Zusammen zu singen klingt einfach. Doch wie macht man aus vielen Stimmen eine Einheit? Der Chordirektor des Staatsopernchores Stuttgart im Gespräch mit Florian Heurich über Gleichklang, Harmonie und Balance.
Ein Chor besteht aus individuellen Künstlern, die bereit sein müssen, sich aufeinander einzustellen und in eine Gruppe einzufügen. Man muss eine Balance finden, muss erspüren, wann die eigene Stimme etwas mehr im Vordergrund stehen kann, wann man den Nachbarn mitziehen oder sich selbst zurückhalten muss. Gerade ein Opernchor lebt davon, dass er aus verschiedenen Charakteren besteht. Deshalb ist es wichtig, dass die Individualität jedes Einzelnen erhalten bleibt, dass man aber trotzdem nicht den Zusammenklang verliert. Wenn bei uns ein oder zwei Kollegen nicht da sind, merken wir sofort, dass wesentliche Elemente in diesem Organismus fehlen.
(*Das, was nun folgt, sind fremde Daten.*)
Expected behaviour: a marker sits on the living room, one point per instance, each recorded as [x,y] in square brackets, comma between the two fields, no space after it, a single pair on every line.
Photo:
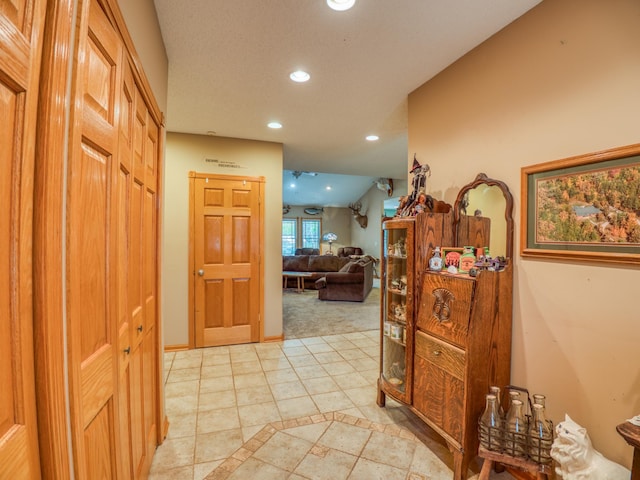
[529,94]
Musikalische Harmonie entsteht, indem man gut aufeinander hört. Der einzelne Sänger oder die einzelne Sängerin muss die Funktion der eigenen Stimme in einem Akkord genau kennen, damit es harmonisch klingt. Dabei kommt es auch stark auf die Gruppenzusammensetzung am jeweiligen Tag an. In der Probenarbeit schaffen wir Fixpunkte, an denen sich alle orientieren können. Der Chor hat dann genügend Routine, um auch in einer etwas anderen Konstellation wieder zusammenzufinden. Mehr als ein Jahr lang haben wir während der Pandemie mit Abständen von sechs Metern nach vorn und drei Metern nach links und rechts geprobt. Da war es sehr schwer, sich und die anderen zu hören und im Gleichgewicht zu bleiben. Auf menschlicher Seite entsteht Harmonie durch eine konstruktive Arbeitsweise. Sobald wir im Chorsaal oder auf der Bühne sind, müssen eventuelle persönliche Differenzen ausgeblendet werden. Wir sind ja ein Profichor, da ist es Grundvoraussetzung, dass man gemeinschaftlich miteinander umgeht. Aber Musizieren schweißt zusammen. Das ist in allen Kulturen so, und gemeinsames Singen kann jede Grenze überwinden.